Groups rush to file last-minute net neutrality comments

Trade associations, advocacy groups and corporations all rushed to make their voices heard on the last day to file comments on net neutrality to the Federal Communications Commission (FCC).

Groups representing major technology and telecommunications companies filed comments to the agency on Republican Chairman Ajit Pai’s proposal to get rid of net neutrality rules. Pai’s plan, titled “Restoring Internet Freedom,” would return regulatory jurisdiction of the broadband companies like AT&T and Comcast to the Federal Trade Commission (FTC) — an agency that critics say lacks the necessary power to regulate them.

Supporters of net neutrality provisions fear that without FCC regulation, companies like AT&T and others could slow down, block, or force companies and consumers to pay extra for certain types of web content.  

{mosads}In its comment AT&T defended Pai’s plan, calling the FCC’s current net neutrality rules a blatant example of “overregulation.” The company asserted its opponents were resorting to hyperbolic “doomsday scenarios.”

“Market dynamics require all [internet service providers] to honor their customers’ engrained [sic] expectations of full access to the Internet,” AT&T wrote.

Verizon and other companies made similar arguments in the comments they filed on Wednesday as well.

Facebook and Google notably did not file comments in support of net neutrality with the FCC. The companies were more vocal in the fight in 2014, when they met with the FCC to discuss the matter, but have been quieter in 2017.

Both companies do, however, maintain that they’re supporters of net neutrality and both participated in the net neutrality “Day of Action.” A trade group representing both of them, as well as other tech firms like Amazon, Snapchat and Twitter, did file a comment in support of the net neutrality rules on Wednesday.

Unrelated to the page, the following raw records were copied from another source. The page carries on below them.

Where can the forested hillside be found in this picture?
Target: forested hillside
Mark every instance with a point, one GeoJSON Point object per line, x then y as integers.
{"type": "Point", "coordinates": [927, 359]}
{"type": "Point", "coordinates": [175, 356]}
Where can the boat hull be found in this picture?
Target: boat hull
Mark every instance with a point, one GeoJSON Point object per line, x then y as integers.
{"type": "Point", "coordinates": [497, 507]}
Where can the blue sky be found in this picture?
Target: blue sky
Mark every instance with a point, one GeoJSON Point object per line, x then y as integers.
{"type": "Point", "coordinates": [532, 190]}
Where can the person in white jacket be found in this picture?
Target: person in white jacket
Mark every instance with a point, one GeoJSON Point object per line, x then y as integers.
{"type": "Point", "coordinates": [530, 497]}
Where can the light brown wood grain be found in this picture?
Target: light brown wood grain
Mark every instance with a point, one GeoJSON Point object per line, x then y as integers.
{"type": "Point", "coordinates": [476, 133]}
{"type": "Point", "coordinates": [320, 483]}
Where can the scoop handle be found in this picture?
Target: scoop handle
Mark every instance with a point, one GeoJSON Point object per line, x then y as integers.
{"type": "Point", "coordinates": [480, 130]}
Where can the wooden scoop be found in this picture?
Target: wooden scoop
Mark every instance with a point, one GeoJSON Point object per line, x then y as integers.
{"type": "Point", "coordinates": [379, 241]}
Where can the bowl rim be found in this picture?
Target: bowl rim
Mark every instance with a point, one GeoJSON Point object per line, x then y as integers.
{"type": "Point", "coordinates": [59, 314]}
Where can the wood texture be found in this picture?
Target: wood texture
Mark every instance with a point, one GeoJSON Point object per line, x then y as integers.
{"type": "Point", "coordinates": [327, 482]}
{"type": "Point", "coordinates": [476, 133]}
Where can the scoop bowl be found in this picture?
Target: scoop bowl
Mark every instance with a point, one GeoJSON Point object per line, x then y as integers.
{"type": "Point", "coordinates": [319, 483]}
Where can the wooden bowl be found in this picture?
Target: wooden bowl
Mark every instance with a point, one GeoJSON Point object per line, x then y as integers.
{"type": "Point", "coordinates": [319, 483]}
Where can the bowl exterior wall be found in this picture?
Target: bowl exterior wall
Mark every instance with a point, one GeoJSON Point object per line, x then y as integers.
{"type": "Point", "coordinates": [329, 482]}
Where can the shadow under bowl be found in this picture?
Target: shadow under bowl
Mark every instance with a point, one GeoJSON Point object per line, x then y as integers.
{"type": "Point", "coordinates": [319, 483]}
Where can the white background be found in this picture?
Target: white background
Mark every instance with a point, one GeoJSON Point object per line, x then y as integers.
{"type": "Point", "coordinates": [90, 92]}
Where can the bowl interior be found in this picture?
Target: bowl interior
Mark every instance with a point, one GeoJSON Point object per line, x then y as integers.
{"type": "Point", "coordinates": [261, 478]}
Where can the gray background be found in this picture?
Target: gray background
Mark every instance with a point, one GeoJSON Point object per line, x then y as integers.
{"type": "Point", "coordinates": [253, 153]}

Observers have noted that the rules don’t matter much to bigger tech firms that have the power to cut deals with broadband companies if needed. Republicans in Congress, who strongly oppose net neutrality, have put pressure on tech firms to drop out of the fight.

Microsoft and Amazon, however, did file comments in support of net neutrality in July. In its filing, Microsoft said that protections against broadband companies are still necessary.

“Now is not the time for the Commission to abandon fifteen years of progress toward protecting the economic future of our country,” the company wrote. “Now is not the time for the Commission to abandon its open internet rules.”

Despite backtracking on its previously strong net neutrality rhetoric, Netflix also filed comment with the FCC in July in support of the rules.

Overall, 21 million comments were filed regarding net neutrality, breaking the previous FCC comment record of roughly 4 million. Groups on both sides have noted that despite increased interest, many of the comments are likely fake.

Research commissioned by Broadband for America, an anti-net neutrality organization, found that 7.75 million comments came from fake emails. The study also noted that a majority of unique comments — ones not generated by a campaign — were filed in support of maintaining net neutrality provisions by a factor of 73 to 1.

Despite the last-day push on both sides, the outcome might already be decided. Pai has been a harsh critic of former Democratic Chairman Tom Wheeler’s rules. During a speech in April announcing his proposal to scrap net neutrality, he told a crowd of reporters and industry officials that rolling back net neutrality “is a fight that we intend to wage and it is a fight that we are going to win.”

With a Republican majority in the FCC, Pai is poised to get the victory he wants.